Este excelente livro de Raul Brandão relata, dia a dia, a triste página da nossa história que correspondeu à primeira invasão francesa.
Aí se relata e fundamenta a vergonhosa atitude de colagem ao poder de facto, por parte da nobreza, que não acompanhou a corte na atabalhoada fuga para o Brasil.
Quando, por ordem de Junot, a bandeira nacional foi substituída pela francesa, o governo transitório, nomeado pelo Rei em fuga, participou na cerimónia, só o povo se enfureceu e respondeu com inúmeros motins.
Um notável nessa época era o Conde de Ega, conluiado com Espanha primeiro, enquanto valia o tratado secreto de Fontainebleau que partilhava Portugal e atribuía partes a nobres de Espanha, com os franceses depois, quando Napoleão rasgou esse tratado e pensou em ficar com todo o país no seu domínio.

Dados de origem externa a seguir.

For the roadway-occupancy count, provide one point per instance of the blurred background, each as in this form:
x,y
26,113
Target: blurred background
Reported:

É desta fase que transcrevo esta passagem exemplar de Raul Brandão:
Ega porém, escreve ainda para a província, para se formularem representações favoráveis a Junot. Isto explica-se por esta única palavra – dinheiro. sente-se, palpita ainda nos seus papéis essa suprema aflição. As letras são aos centos, aos maços; saltam de entre os documentos. São de judeus de Tanger, deste, daquele: não têm conta, não têm fim. Em toda a sua vida há esta ânsia, arranjar dinheiro. Recebeu-o decerto dos espanhóis, recebeu-o dos franceses. Para o obter não recua: a mulher é um meio – vende-a. Vende o Rei, o país, vende o pai, vendia, se pudesse o próprio diabo. Esta nota é dolorosa mas necessária: se o Ega se vende a troco de dinheiro, os outros vendem-se por comodidade. Só no povo – porque o frade é povo também – os franceses encontram resistência. É que os ricos são materialistas, e o pobre esse não hesita – que lhe vale a vida? – e salva-nos. O rico curva-se, roja-se para não perder o gozo e as honras; o pobre é de instinto espiritualista ferrenho. Estranho povo este: mais fundo, mais humilde, melhor. Um pouco de oiro enlameia-o. A massa obscura tem uma grandeza de espanto: logo que dela se destaca, o homem perverte-se.